E o estudo “Novos Hábitos Digitais em Tempos de Covid-19“, conduzida pela Sociedade Brasileira de Varejo e Consumo (SBVC) com a Toluna, indica uma mudança efetiva no comportamento de compra esperada após a pandemia. Dos entrevistados, 70% disseram que pretendem continuar comprando mais on-line. 

Entretanto, há ainda que se considerar um grande número de clientes que realizam pesquisas online e acabam por comprar na loja física. E os que não abrem mão da experiência in loco, adquirindo produtos apenas fisicamente. Sendo assim, a loja presencial não deve perder seu papel e o varejo precisa oferecer as melhores experiências de aquisição em qualquer canal. 

Aliás, aqui entra o omnichannel, um conceito importante para atender o comprador em todos os canais durante a jornada do consumidor, estreitando relações entre o digital e o offline. Um bom atendimento pode ser feito em conjunto: o cliente pode experimentar o produto pessoalmente e comprar no local, mas por meio do canal online, e receber em casa. Pode também escanear o produto via código de barras e pagar pelo celular dentro da própria loja, retirando na hora. Ou pode comprar virtualmente e retirar na loja mais próxima de casa. Enfim, é possível casar tecnologias e melhorar a experiência do consumidor em qualquer situação.

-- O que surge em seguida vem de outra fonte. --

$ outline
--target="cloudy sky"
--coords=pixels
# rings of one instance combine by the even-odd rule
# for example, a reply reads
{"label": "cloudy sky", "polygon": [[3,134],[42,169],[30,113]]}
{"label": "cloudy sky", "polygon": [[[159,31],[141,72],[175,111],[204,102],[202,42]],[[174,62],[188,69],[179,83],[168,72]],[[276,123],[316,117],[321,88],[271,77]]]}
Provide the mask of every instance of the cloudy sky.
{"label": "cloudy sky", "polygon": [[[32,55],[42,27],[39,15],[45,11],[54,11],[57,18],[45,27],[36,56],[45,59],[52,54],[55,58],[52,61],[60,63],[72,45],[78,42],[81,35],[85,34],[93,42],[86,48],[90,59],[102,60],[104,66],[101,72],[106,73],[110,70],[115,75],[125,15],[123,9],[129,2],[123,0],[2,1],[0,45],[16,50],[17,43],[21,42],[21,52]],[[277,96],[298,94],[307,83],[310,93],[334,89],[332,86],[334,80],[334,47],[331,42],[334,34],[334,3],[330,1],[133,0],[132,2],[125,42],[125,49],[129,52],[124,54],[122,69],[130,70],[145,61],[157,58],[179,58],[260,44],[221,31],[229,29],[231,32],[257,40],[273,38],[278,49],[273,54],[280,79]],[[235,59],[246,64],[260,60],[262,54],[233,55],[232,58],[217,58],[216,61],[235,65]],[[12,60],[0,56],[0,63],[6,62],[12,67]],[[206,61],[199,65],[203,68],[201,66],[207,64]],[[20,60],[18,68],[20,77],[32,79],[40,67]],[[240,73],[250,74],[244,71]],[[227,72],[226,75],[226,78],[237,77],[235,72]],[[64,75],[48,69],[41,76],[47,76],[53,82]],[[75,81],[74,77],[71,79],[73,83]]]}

Jornada do consumidor em lojas físicas

Tanto na experiência online quanto na compra em loja física, é possível (e necessário) usar a tecnologia a favor do negócio. Na loja física, a compra precisa ser facilitada, principalmente na hora do pagamento. Ainda mais em tempos pós-pandemia, em que medidas de distanciamento mínimo entre os clientes são recomendadas. 

Portanto, uma boa iniciativa é o investimento em plataformas que aceleram o processo de pagamento, a exemplo do autoatendimento – uma realidade cada vez mais próxima dos clientes, que já iniciaram suas experiências em alguns segmentos, estão mais familiarizados e aprovam esta inovação.

Jornada do consumidor em um supermercado do futuro.
Tecnologia pode e deve ser usada no varejo como um todo. Foto: Freepik

O estudo “High Tech Retail” mostra que 47% dos entrevistados esperam que a tecnologia traga mais autonomia. Outra possibilidade é a compra pelo celular dentro da própria loja, por meio de leitor de código de barras.

E a pesquisa sobre tendências para o varejo ainda apontou que 79% dos entrevistados costumam recomendar mais as lojas que utilizam tecnologias. E, contrariando expectativas de que o cliente poderia não gostar de ser incomodado, a pesquisa mostrou que 83% deles passam seus contatos pessoais porque desejam receber ofertas exclusivas. 

Uma possibilidade interessante para o momento após a pandemia é a compra virtual com retirada em loja física. Assim, o comprador escolhe com calma de casa, passa menos tempo dentro do comércio, não paga frete e ainda pode trocar o produto na hora da retirada, caso não sirva ou agrade.

Além disso, as lojas físicas já emitem relatórios importantes para obtenção de dados que ajudam a melhorar o rendimento. As inovações digitais permitem, por exemplo, mensurar o número de clientes no local e cruzar esses dados com os obtidos pelo canal virtual. 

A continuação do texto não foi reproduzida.